After 7 years living in the US we fell in love in America and with the Americans. We had to move back to our country because we were needed by our families (health and stuff). Even if it’s not going to be soon, we want to go back to the States when we’ll be able to do that (10-15 years we believe). Of course our nest egg of $632k doesn’t go as far as it goes in our country. The lifestyle we have with annual spending of 13k here would cost us at least 30k in the US (with no mortgage or rent to pay). So we either need to make our money grow in the next 10 years (difficult to do as you can see from the previous post), get jobs when we are in the US or both.

But what to do in the meantime?

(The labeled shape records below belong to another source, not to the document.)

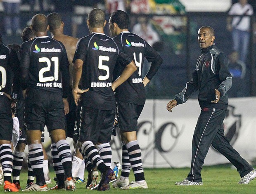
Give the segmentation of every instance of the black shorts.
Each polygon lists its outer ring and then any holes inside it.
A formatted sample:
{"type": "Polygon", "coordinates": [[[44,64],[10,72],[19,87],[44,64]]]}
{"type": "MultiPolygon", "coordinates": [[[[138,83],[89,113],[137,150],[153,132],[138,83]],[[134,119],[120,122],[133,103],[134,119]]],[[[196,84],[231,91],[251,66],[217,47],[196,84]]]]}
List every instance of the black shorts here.
{"type": "Polygon", "coordinates": [[[109,142],[115,119],[115,110],[103,110],[82,106],[79,141],[95,144],[109,142]]]}
{"type": "Polygon", "coordinates": [[[25,123],[28,130],[66,129],[64,104],[60,93],[30,89],[25,100],[25,123]]]}
{"type": "Polygon", "coordinates": [[[0,92],[0,140],[12,140],[13,125],[11,102],[0,92]]]}
{"type": "Polygon", "coordinates": [[[74,97],[72,93],[72,88],[69,88],[69,92],[68,97],[68,101],[69,106],[69,112],[66,115],[67,123],[66,135],[67,137],[73,138],[74,134],[74,129],[75,128],[75,123],[76,122],[76,105],[75,103],[74,97]]]}
{"type": "Polygon", "coordinates": [[[122,131],[136,131],[137,129],[138,118],[144,105],[138,105],[123,101],[117,103],[117,114],[119,128],[122,131]]]}

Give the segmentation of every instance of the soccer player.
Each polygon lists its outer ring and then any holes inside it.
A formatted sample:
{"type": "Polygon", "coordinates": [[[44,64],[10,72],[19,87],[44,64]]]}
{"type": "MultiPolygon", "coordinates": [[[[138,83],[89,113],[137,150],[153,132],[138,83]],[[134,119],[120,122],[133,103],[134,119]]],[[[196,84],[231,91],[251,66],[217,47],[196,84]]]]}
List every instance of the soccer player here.
{"type": "Polygon", "coordinates": [[[82,153],[102,173],[97,189],[104,191],[110,189],[109,179],[114,173],[104,163],[95,144],[110,141],[116,108],[113,91],[137,68],[134,62],[104,34],[107,22],[104,12],[93,9],[87,22],[91,34],[78,41],[73,60],[72,90],[76,104],[79,102],[82,106],[79,146],[82,153]],[[116,60],[125,69],[112,83],[116,60]],[[81,78],[83,90],[78,87],[81,78]]]}
{"type": "MultiPolygon", "coordinates": [[[[64,45],[66,51],[68,59],[69,62],[69,90],[68,97],[69,110],[69,112],[66,114],[67,123],[67,136],[69,137],[73,138],[76,121],[76,106],[72,94],[71,87],[73,82],[72,71],[73,68],[72,60],[76,51],[78,39],[64,34],[63,31],[65,25],[62,21],[62,17],[59,14],[57,13],[51,13],[48,15],[47,17],[52,38],[54,39],[61,42],[64,45]]],[[[74,140],[74,145],[76,147],[75,144],[76,142],[75,140],[74,140]]],[[[56,145],[52,144],[51,147],[52,148],[55,146],[56,145]]],[[[80,182],[79,181],[83,182],[84,179],[85,164],[83,159],[83,156],[80,153],[79,149],[76,149],[76,154],[73,156],[72,163],[72,174],[73,177],[76,179],[77,183],[80,182]],[[82,164],[83,165],[81,166],[82,164]],[[79,178],[78,178],[76,177],[78,173],[79,175],[79,178]]],[[[64,187],[64,182],[62,181],[62,182],[60,182],[59,180],[62,179],[61,177],[64,175],[63,170],[60,170],[60,169],[62,168],[59,165],[57,164],[58,161],[56,161],[55,158],[53,159],[53,160],[55,163],[54,165],[54,168],[58,181],[57,184],[51,189],[61,189],[64,187]]]]}
{"type": "Polygon", "coordinates": [[[17,54],[14,50],[7,47],[2,41],[0,35],[0,162],[4,175],[4,189],[5,191],[19,191],[12,182],[13,156],[11,148],[13,122],[12,118],[10,99],[17,99],[19,90],[18,81],[19,64],[17,54]],[[11,85],[9,69],[14,73],[14,92],[10,95],[11,85]]]}
{"type": "Polygon", "coordinates": [[[31,27],[35,38],[25,42],[21,49],[21,83],[27,89],[25,99],[25,123],[28,144],[28,158],[36,183],[24,191],[48,189],[43,176],[43,155],[40,143],[46,125],[65,173],[66,190],[76,189],[71,173],[71,156],[66,140],[65,113],[69,82],[69,62],[64,45],[47,36],[47,18],[37,14],[31,27]]]}
{"type": "Polygon", "coordinates": [[[214,43],[214,34],[211,27],[199,28],[197,40],[201,54],[192,78],[166,105],[168,111],[172,112],[173,108],[186,102],[198,90],[201,110],[193,136],[190,171],[183,180],[175,183],[177,185],[203,185],[201,171],[211,144],[237,168],[241,177],[239,184],[249,184],[256,177],[256,170],[241,157],[224,136],[223,121],[228,104],[227,92],[231,87],[232,77],[226,55],[214,43]]]}
{"type": "MultiPolygon", "coordinates": [[[[21,35],[21,39],[23,42],[26,42],[34,38],[34,34],[30,27],[26,27],[23,30],[21,35]]],[[[20,59],[20,49],[17,51],[18,58],[20,59]]],[[[12,170],[12,179],[13,183],[15,184],[16,188],[21,189],[19,181],[19,175],[22,166],[24,151],[27,144],[26,134],[25,127],[24,125],[24,98],[23,96],[22,90],[21,90],[18,94],[18,101],[15,106],[15,115],[19,119],[19,139],[15,147],[13,154],[13,170],[12,170]]],[[[44,141],[45,134],[42,132],[41,137],[41,142],[44,141]]],[[[45,179],[47,184],[50,184],[51,180],[49,176],[49,168],[48,166],[48,158],[45,149],[42,146],[44,154],[43,162],[43,169],[45,179]]],[[[35,175],[31,168],[29,161],[28,160],[28,179],[26,189],[30,187],[33,183],[35,178],[35,175]]]]}
{"type": "MultiPolygon", "coordinates": [[[[141,159],[141,151],[137,140],[137,120],[145,104],[145,87],[156,74],[163,62],[158,53],[140,37],[128,31],[129,19],[127,14],[117,10],[110,15],[109,30],[118,46],[133,59],[137,69],[116,90],[117,112],[122,144],[122,171],[120,178],[112,184],[123,189],[147,189],[141,159]],[[152,62],[149,71],[142,80],[141,73],[144,57],[152,62]],[[130,167],[135,181],[129,184],[130,167]]],[[[118,64],[118,65],[119,65],[118,64]]],[[[116,71],[123,68],[117,66],[116,71]]]]}

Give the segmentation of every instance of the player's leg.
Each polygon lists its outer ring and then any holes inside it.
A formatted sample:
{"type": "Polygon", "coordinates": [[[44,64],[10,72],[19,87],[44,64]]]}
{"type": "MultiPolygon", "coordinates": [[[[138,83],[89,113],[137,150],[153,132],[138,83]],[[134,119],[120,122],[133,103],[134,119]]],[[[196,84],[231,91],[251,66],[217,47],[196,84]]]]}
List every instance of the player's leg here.
{"type": "Polygon", "coordinates": [[[109,111],[83,106],[81,112],[79,147],[82,153],[102,173],[102,181],[98,190],[109,190],[109,179],[114,175],[114,171],[104,163],[95,144],[98,141],[100,128],[109,111]]]}
{"type": "MultiPolygon", "coordinates": [[[[225,114],[224,112],[223,114],[225,114]]],[[[241,179],[241,184],[248,184],[256,177],[256,171],[245,160],[230,144],[224,136],[224,125],[223,123],[212,142],[213,147],[229,160],[236,168],[241,178],[251,173],[250,177],[241,179]],[[251,179],[251,180],[250,180],[251,179]]]]}

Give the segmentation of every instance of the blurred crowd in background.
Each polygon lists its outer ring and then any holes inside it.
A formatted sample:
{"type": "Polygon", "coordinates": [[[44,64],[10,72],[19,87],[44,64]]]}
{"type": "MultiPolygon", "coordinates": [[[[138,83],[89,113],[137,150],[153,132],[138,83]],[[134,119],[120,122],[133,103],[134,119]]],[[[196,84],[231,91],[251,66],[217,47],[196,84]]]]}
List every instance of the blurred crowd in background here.
{"type": "MultiPolygon", "coordinates": [[[[201,26],[208,25],[215,30],[216,43],[229,59],[233,84],[229,96],[256,96],[256,25],[254,15],[256,1],[232,0],[229,9],[222,12],[206,12],[202,4],[199,12],[187,12],[183,1],[0,0],[0,33],[5,44],[21,44],[21,32],[30,25],[33,15],[57,12],[61,14],[65,24],[64,33],[79,38],[89,33],[86,20],[93,8],[105,10],[107,21],[115,10],[126,11],[130,18],[129,30],[146,40],[164,59],[146,89],[147,97],[170,99],[191,78],[200,52],[197,30],[201,26]]],[[[107,26],[105,33],[110,35],[107,26]]],[[[149,65],[147,64],[145,66],[149,68],[149,65]]],[[[143,73],[147,71],[144,68],[143,73]]]]}

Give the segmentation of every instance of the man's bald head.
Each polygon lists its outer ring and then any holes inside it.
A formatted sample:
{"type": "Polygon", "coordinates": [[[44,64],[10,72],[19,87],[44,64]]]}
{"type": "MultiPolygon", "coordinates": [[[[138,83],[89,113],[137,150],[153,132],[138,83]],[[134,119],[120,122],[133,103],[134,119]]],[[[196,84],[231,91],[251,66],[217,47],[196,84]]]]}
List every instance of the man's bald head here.
{"type": "Polygon", "coordinates": [[[94,9],[88,14],[88,20],[91,28],[103,27],[105,22],[105,12],[100,9],[94,9]]]}
{"type": "Polygon", "coordinates": [[[47,18],[43,14],[38,14],[32,17],[31,25],[33,30],[37,32],[43,32],[46,31],[48,21],[47,18]]]}

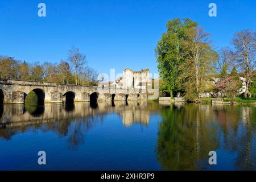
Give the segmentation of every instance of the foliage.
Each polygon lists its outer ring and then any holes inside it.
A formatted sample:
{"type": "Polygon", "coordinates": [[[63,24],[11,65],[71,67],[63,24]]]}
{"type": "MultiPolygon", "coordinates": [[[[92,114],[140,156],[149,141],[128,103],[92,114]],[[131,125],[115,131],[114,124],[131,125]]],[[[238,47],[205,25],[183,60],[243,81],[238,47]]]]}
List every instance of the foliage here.
{"type": "Polygon", "coordinates": [[[236,48],[237,65],[246,79],[245,96],[248,97],[256,67],[256,32],[249,29],[237,32],[232,43],[236,48]]]}
{"type": "Polygon", "coordinates": [[[169,93],[181,89],[178,77],[183,71],[179,69],[184,62],[182,42],[185,39],[186,29],[197,26],[189,19],[174,19],[167,23],[167,32],[163,34],[155,49],[160,77],[163,80],[160,89],[169,93]]]}
{"type": "Polygon", "coordinates": [[[186,55],[180,68],[183,72],[180,80],[185,91],[185,98],[193,101],[199,97],[199,93],[206,90],[209,75],[214,72],[218,54],[211,48],[209,34],[202,28],[191,27],[186,32],[183,41],[184,52],[186,55]]]}
{"type": "Polygon", "coordinates": [[[221,80],[216,83],[214,92],[229,93],[232,101],[234,101],[236,93],[241,86],[242,83],[239,76],[229,75],[222,77],[221,80]]]}
{"type": "Polygon", "coordinates": [[[256,98],[256,79],[255,79],[251,84],[249,91],[251,93],[252,97],[256,98]]]}

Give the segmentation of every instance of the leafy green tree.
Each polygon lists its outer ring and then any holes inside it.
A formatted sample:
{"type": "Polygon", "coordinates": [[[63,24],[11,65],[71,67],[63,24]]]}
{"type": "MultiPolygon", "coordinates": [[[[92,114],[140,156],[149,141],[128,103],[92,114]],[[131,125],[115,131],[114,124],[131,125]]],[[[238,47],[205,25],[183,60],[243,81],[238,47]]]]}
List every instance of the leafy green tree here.
{"type": "Polygon", "coordinates": [[[245,78],[246,86],[245,97],[249,97],[249,89],[256,68],[256,32],[245,30],[236,33],[233,39],[236,48],[237,65],[245,78]]]}
{"type": "Polygon", "coordinates": [[[226,64],[225,64],[223,66],[222,69],[221,70],[221,75],[222,76],[228,75],[228,65],[226,64]]]}
{"type": "Polygon", "coordinates": [[[186,55],[181,69],[184,70],[180,80],[185,91],[185,98],[194,101],[205,89],[209,75],[214,72],[218,54],[210,47],[209,34],[202,28],[191,27],[185,32],[183,42],[186,55]]]}
{"type": "Polygon", "coordinates": [[[163,34],[155,49],[160,77],[163,80],[160,89],[169,93],[172,97],[172,92],[180,89],[177,81],[182,70],[179,66],[184,62],[182,45],[185,39],[185,30],[196,27],[196,22],[189,19],[174,19],[167,23],[167,31],[163,34]]]}

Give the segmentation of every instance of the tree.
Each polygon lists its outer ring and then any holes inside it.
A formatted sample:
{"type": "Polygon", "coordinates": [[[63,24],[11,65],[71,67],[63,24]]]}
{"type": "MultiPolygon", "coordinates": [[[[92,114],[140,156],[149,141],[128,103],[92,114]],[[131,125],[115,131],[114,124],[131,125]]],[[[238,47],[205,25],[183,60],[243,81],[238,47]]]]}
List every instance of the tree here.
{"type": "Polygon", "coordinates": [[[256,66],[256,32],[249,29],[237,32],[232,42],[236,49],[238,66],[246,79],[245,96],[248,97],[256,66]]]}
{"type": "Polygon", "coordinates": [[[19,62],[14,57],[3,57],[0,59],[0,77],[3,78],[18,79],[19,75],[19,62]]]}
{"type": "Polygon", "coordinates": [[[42,80],[44,76],[43,68],[36,64],[31,67],[31,76],[35,81],[42,80]]]}
{"type": "Polygon", "coordinates": [[[214,71],[213,64],[218,55],[213,51],[209,40],[209,34],[202,28],[191,27],[185,32],[186,39],[183,42],[185,53],[184,64],[181,65],[184,71],[181,75],[186,91],[185,97],[194,100],[204,89],[208,74],[214,71]]]}
{"type": "Polygon", "coordinates": [[[230,75],[221,77],[221,80],[216,83],[214,88],[214,92],[216,93],[229,93],[231,96],[232,102],[234,101],[236,93],[242,86],[238,74],[237,72],[236,73],[234,69],[233,71],[230,75]]]}
{"type": "Polygon", "coordinates": [[[80,52],[78,48],[73,47],[68,51],[68,60],[75,67],[76,85],[78,84],[78,71],[85,63],[85,55],[80,52]]]}
{"type": "Polygon", "coordinates": [[[27,63],[24,61],[23,63],[20,65],[20,78],[22,80],[26,80],[30,71],[30,68],[28,65],[27,63]]]}
{"type": "Polygon", "coordinates": [[[182,42],[185,38],[185,30],[196,27],[197,23],[189,19],[174,19],[167,23],[167,32],[164,32],[155,48],[160,77],[163,80],[161,89],[169,93],[180,89],[177,78],[183,71],[179,69],[184,62],[182,42]]]}
{"type": "Polygon", "coordinates": [[[59,72],[60,76],[61,76],[63,83],[68,84],[69,79],[71,76],[71,71],[70,70],[69,64],[63,60],[60,60],[60,63],[58,66],[59,72]]]}
{"type": "Polygon", "coordinates": [[[228,65],[225,64],[222,69],[221,69],[221,75],[222,76],[227,76],[228,75],[228,65]]]}
{"type": "Polygon", "coordinates": [[[234,53],[229,47],[225,47],[218,51],[218,54],[217,70],[221,76],[226,76],[234,63],[234,53]]]}

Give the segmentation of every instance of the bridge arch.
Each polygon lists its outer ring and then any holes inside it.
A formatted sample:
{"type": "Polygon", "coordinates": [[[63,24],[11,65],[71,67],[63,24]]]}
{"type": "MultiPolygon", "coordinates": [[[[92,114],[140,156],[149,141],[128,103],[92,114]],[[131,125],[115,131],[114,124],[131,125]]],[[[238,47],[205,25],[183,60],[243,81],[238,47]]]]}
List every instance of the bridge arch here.
{"type": "Polygon", "coordinates": [[[3,91],[0,89],[0,105],[3,104],[3,101],[5,100],[5,94],[3,94],[3,91]]]}
{"type": "Polygon", "coordinates": [[[46,94],[44,91],[41,89],[34,89],[30,91],[25,98],[25,104],[37,105],[43,106],[46,94]]]}
{"type": "Polygon", "coordinates": [[[74,104],[76,93],[72,91],[68,91],[63,94],[63,98],[66,104],[74,104]]]}

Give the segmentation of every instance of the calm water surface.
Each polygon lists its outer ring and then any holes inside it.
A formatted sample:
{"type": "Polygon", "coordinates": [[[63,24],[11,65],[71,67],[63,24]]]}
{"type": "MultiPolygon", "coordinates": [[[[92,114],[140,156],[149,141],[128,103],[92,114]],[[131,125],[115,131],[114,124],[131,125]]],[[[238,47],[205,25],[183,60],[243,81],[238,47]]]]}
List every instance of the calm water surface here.
{"type": "Polygon", "coordinates": [[[256,106],[76,103],[0,108],[0,169],[256,170],[256,106]],[[47,164],[38,164],[46,152],[47,164]],[[208,164],[215,151],[217,164],[208,164]]]}

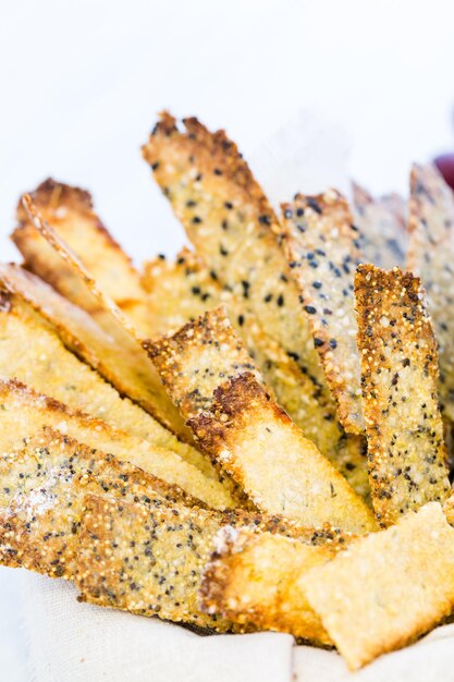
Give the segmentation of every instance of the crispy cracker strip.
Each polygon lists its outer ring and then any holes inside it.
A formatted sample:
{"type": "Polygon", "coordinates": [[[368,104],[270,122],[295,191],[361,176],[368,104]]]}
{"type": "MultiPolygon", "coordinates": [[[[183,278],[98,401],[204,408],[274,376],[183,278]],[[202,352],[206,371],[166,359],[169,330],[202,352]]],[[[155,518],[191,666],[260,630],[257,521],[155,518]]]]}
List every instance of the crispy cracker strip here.
{"type": "MultiPolygon", "coordinates": [[[[74,349],[78,348],[81,353],[83,349],[86,350],[84,360],[90,362],[93,355],[96,355],[96,368],[103,370],[106,378],[120,392],[138,402],[179,436],[187,438],[188,434],[180,414],[163,390],[152,363],[144,353],[135,328],[113,301],[98,289],[79,259],[42,219],[30,197],[25,195],[22,200],[33,226],[61,259],[63,268],[53,269],[54,277],[61,277],[64,281],[65,271],[71,271],[72,281],[76,281],[76,287],[82,292],[75,297],[78,303],[82,300],[87,301],[86,307],[91,315],[84,318],[81,313],[83,308],[65,303],[66,300],[57,293],[51,296],[52,289],[45,289],[45,284],[39,287],[39,278],[35,278],[33,284],[29,284],[24,277],[20,277],[17,269],[14,272],[11,268],[10,271],[2,270],[0,277],[5,285],[13,291],[19,290],[22,295],[26,294],[32,305],[52,316],[51,321],[64,329],[66,340],[74,339],[74,349]]],[[[70,295],[70,291],[64,293],[70,295]]]]}
{"type": "Polygon", "coordinates": [[[194,118],[183,124],[181,132],[161,114],[143,147],[156,181],[211,275],[242,301],[243,315],[296,358],[319,402],[330,404],[269,202],[223,131],[210,133],[194,118]]]}
{"type": "MultiPolygon", "coordinates": [[[[147,324],[147,296],[140,278],[131,258],[112,238],[94,210],[88,192],[72,187],[52,179],[42,182],[29,193],[42,218],[57,234],[77,254],[100,288],[132,319],[145,336],[150,328],[147,324]]],[[[86,296],[81,289],[81,301],[75,301],[77,281],[70,269],[61,277],[62,264],[46,240],[36,231],[22,203],[17,206],[19,224],[12,240],[24,256],[25,267],[41,275],[62,291],[74,303],[84,307],[86,296]]]]}
{"type": "Polygon", "coordinates": [[[450,489],[437,342],[412,273],[361,265],[355,292],[372,502],[389,526],[450,489]]]}
{"type": "Polygon", "coordinates": [[[145,341],[162,383],[183,417],[209,410],[220,383],[243,372],[261,377],[224,308],[188,322],[171,337],[145,341]]]}
{"type": "MultiPolygon", "coordinates": [[[[347,478],[352,487],[361,497],[369,499],[365,438],[345,434],[334,418],[334,410],[320,405],[318,390],[315,390],[306,375],[302,375],[296,361],[266,334],[250,316],[244,315],[237,301],[234,302],[230,293],[221,289],[194,253],[185,249],[175,263],[158,258],[149,264],[146,287],[150,293],[150,314],[160,332],[174,332],[179,324],[183,326],[196,319],[220,301],[226,304],[236,333],[243,339],[267,386],[273,390],[278,403],[347,478]]],[[[191,340],[192,344],[200,338],[200,334],[196,334],[191,340]]],[[[171,350],[175,350],[172,341],[169,342],[168,352],[171,350]]],[[[200,343],[200,364],[204,363],[205,351],[206,346],[200,343]]],[[[179,364],[183,364],[183,361],[179,361],[179,364]]],[[[230,373],[229,367],[225,370],[230,373]]],[[[173,381],[180,382],[181,378],[177,375],[169,376],[168,373],[168,386],[173,381]]],[[[181,387],[176,388],[177,392],[181,390],[181,387]]],[[[189,399],[184,397],[182,400],[187,402],[189,399]]]]}
{"type": "MultiPolygon", "coordinates": [[[[219,631],[242,631],[199,609],[201,574],[224,526],[285,533],[310,543],[314,528],[248,512],[176,506],[149,509],[90,496],[82,522],[76,582],[81,599],[144,616],[158,614],[219,631]],[[102,571],[99,571],[102,565],[102,571]]],[[[321,531],[322,536],[338,533],[321,531]]]]}
{"type": "Polygon", "coordinates": [[[228,527],[204,571],[201,607],[240,624],[254,623],[259,630],[332,644],[297,579],[332,559],[343,541],[344,537],[316,537],[314,544],[303,544],[228,527]]]}
{"type": "Polygon", "coordinates": [[[230,297],[188,248],[173,261],[158,256],[145,263],[142,283],[148,294],[151,338],[176,331],[230,297]]]}
{"type": "Polygon", "coordinates": [[[434,166],[410,178],[407,267],[421,278],[439,345],[440,399],[454,421],[454,194],[434,166]]]}
{"type": "Polygon", "coordinates": [[[358,231],[345,198],[334,190],[284,204],[284,248],[308,316],[327,381],[347,431],[365,429],[353,296],[358,231]]]}
{"type": "Polygon", "coordinates": [[[299,583],[356,670],[410,643],[451,612],[453,567],[454,528],[432,502],[353,544],[299,583]]]}
{"type": "Polygon", "coordinates": [[[150,507],[193,503],[170,486],[113,455],[52,429],[0,458],[0,562],[52,577],[74,576],[84,496],[91,491],[150,507]]]}
{"type": "Polygon", "coordinates": [[[219,387],[212,411],[188,424],[258,509],[315,527],[376,528],[361,498],[251,374],[219,387]]]}
{"type": "Polygon", "coordinates": [[[219,480],[208,478],[175,452],[114,429],[102,419],[71,410],[16,380],[0,379],[2,450],[20,448],[24,438],[42,426],[59,429],[78,442],[113,454],[121,462],[139,466],[169,484],[180,486],[209,507],[226,509],[235,506],[235,501],[219,480]]]}
{"type": "Polygon", "coordinates": [[[386,269],[403,266],[407,253],[404,200],[397,194],[375,198],[356,182],[352,188],[361,259],[386,269]]]}
{"type": "Polygon", "coordinates": [[[103,378],[68,351],[53,327],[22,299],[0,290],[0,376],[168,448],[210,478],[218,473],[195,448],[181,442],[150,414],[122,398],[103,378]],[[33,339],[33,343],[30,343],[33,339]]]}

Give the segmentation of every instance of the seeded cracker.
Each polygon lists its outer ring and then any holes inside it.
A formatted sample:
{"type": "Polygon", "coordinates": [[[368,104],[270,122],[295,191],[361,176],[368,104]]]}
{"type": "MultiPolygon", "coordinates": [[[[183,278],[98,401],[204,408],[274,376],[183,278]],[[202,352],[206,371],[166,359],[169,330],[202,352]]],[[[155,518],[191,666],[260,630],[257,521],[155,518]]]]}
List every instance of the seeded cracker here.
{"type": "MultiPolygon", "coordinates": [[[[219,531],[229,526],[231,532],[285,533],[303,543],[317,535],[314,528],[247,512],[220,514],[175,506],[157,510],[94,496],[86,508],[76,576],[82,600],[221,632],[250,628],[199,609],[201,573],[219,531]]],[[[329,529],[320,534],[338,535],[329,529]]]]}
{"type": "Polygon", "coordinates": [[[152,446],[147,440],[112,428],[101,419],[71,410],[16,380],[0,380],[2,451],[20,449],[25,438],[44,426],[59,429],[81,443],[109,452],[121,462],[130,462],[169,484],[177,485],[209,507],[235,507],[234,500],[218,480],[208,478],[175,452],[152,446]]]}
{"type": "Polygon", "coordinates": [[[409,270],[421,278],[439,344],[440,399],[454,421],[454,195],[433,166],[414,166],[409,270]]]}
{"type": "Polygon", "coordinates": [[[454,607],[454,528],[432,502],[299,580],[348,667],[356,670],[412,643],[449,616],[454,607]]]}
{"type": "Polygon", "coordinates": [[[345,539],[321,533],[311,544],[303,544],[268,533],[225,528],[204,572],[203,608],[236,623],[332,644],[297,579],[332,559],[345,539]]]}
{"type": "Polygon", "coordinates": [[[122,398],[97,372],[64,348],[40,315],[22,299],[4,291],[0,291],[0,376],[16,378],[73,410],[103,419],[113,428],[173,450],[206,476],[218,477],[208,458],[122,398]]]}
{"type": "Polygon", "coordinates": [[[361,265],[355,288],[370,487],[389,526],[450,490],[437,342],[418,278],[361,265]]]}
{"type": "MultiPolygon", "coordinates": [[[[277,402],[290,414],[305,436],[312,440],[361,497],[369,501],[366,439],[346,435],[334,410],[321,407],[310,379],[303,375],[294,358],[262,329],[231,294],[221,289],[197,256],[185,249],[175,263],[157,258],[144,275],[144,285],[150,294],[150,314],[159,332],[174,332],[180,324],[197,319],[206,309],[222,303],[238,337],[243,339],[255,366],[260,370],[268,390],[273,390],[277,402]]],[[[192,343],[200,340],[200,334],[192,343]]],[[[169,350],[174,344],[169,342],[169,350]]],[[[194,349],[195,350],[195,349],[194,349]]],[[[185,350],[182,349],[182,356],[185,350]]],[[[199,353],[205,346],[199,343],[199,353]]],[[[225,356],[225,354],[223,354],[225,356]]],[[[203,364],[200,355],[200,365],[203,364]]],[[[219,360],[217,361],[219,363],[219,360]]],[[[180,360],[180,364],[182,361],[180,360]]],[[[225,366],[228,374],[229,367],[225,366]]],[[[183,377],[167,378],[168,388],[183,377]]],[[[185,399],[187,401],[187,397],[185,399]]],[[[334,407],[334,405],[332,405],[334,407]]]]}
{"type": "Polygon", "coordinates": [[[223,131],[210,133],[196,119],[183,124],[180,132],[163,113],[143,148],[156,181],[211,275],[296,358],[319,402],[330,403],[270,204],[223,131]]]}
{"type": "Polygon", "coordinates": [[[72,579],[84,496],[191,504],[175,486],[45,429],[0,458],[0,562],[72,579]]]}
{"type": "MultiPolygon", "coordinates": [[[[22,295],[27,295],[27,301],[34,307],[51,317],[52,324],[62,328],[65,334],[63,340],[71,345],[71,350],[78,350],[81,354],[85,350],[84,360],[95,365],[98,372],[103,372],[106,378],[120,392],[138,402],[179,436],[187,438],[184,424],[140,348],[134,327],[113,301],[98,289],[95,280],[60,236],[42,220],[32,199],[24,196],[23,203],[33,226],[61,259],[63,268],[54,270],[54,277],[65,280],[65,272],[70,270],[71,282],[76,282],[75,299],[81,302],[81,297],[85,297],[87,310],[95,309],[96,315],[84,316],[83,308],[72,305],[52,288],[39,285],[39,278],[27,282],[24,276],[21,277],[17,266],[15,269],[13,266],[2,266],[0,277],[4,284],[12,291],[19,290],[22,295]]],[[[68,292],[64,293],[68,295],[68,292]]]]}
{"type": "Polygon", "coordinates": [[[353,278],[359,260],[358,230],[343,196],[329,190],[284,204],[285,252],[308,316],[339,419],[360,434],[359,356],[353,278]]]}
{"type": "MultiPolygon", "coordinates": [[[[147,296],[139,275],[131,258],[95,214],[90,194],[49,178],[30,192],[30,196],[42,218],[81,258],[102,291],[123,309],[140,332],[148,336],[150,329],[147,325],[147,296]]],[[[25,267],[57,287],[73,303],[84,307],[84,289],[81,290],[81,301],[75,301],[77,280],[70,269],[65,270],[64,278],[60,276],[62,263],[59,256],[36,231],[21,202],[17,206],[17,219],[19,224],[12,240],[24,256],[25,267]],[[68,289],[62,291],[65,287],[68,289]]]]}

Apart from managing our nest egg we took one of Suze Orman’s (which I know is not very highly regarded on this board, but she was available on national television when we started thinking about saving/investing, so very convenient to get tips from) advices. About 5 years ago she said something very interesting. The best investment one could make is in his/her education. You never know what future may bring you. You could lose everything, but nobody can take away your education, so in case of a needed fresh start education can give you the upper hand. Although we are not pessimistic, we feel the need for security. We like to have control (as much as one can have) over our lives.

Wages in our country are around $1,000-$1,200 / mo, of which only half are take-home money, the rest being income tax, health system tax, social services tax and so on. Because this is low, especially comparing to the money we used to make in the US, the only incentive for us to work here is doing something that we really like, something that we would enjoy. Do it more as a hobby. Because of this we are studying for a degree which would allow us such a job: my wife is studying interior design, I’m studying to become a teacher (I always liked the idea). We are both actually studying to get 2 degrees. Apart from the ones that we like, we chose to get a degree in something that could help us making more money if/when we needed and something related to our jobs in the US: Business Administration. School fees were paid in full for two degrees (18000), for the other two we have money set apart (around the same amount), so this wouldn’t come out of our nest egg.

With studying for two degrees at the same time (in part for “love of learning” as FreqFlyer calls it, in part seen as an investment in ourselves), with working on our rentals and with taking care of our families, there is not much time left for something else.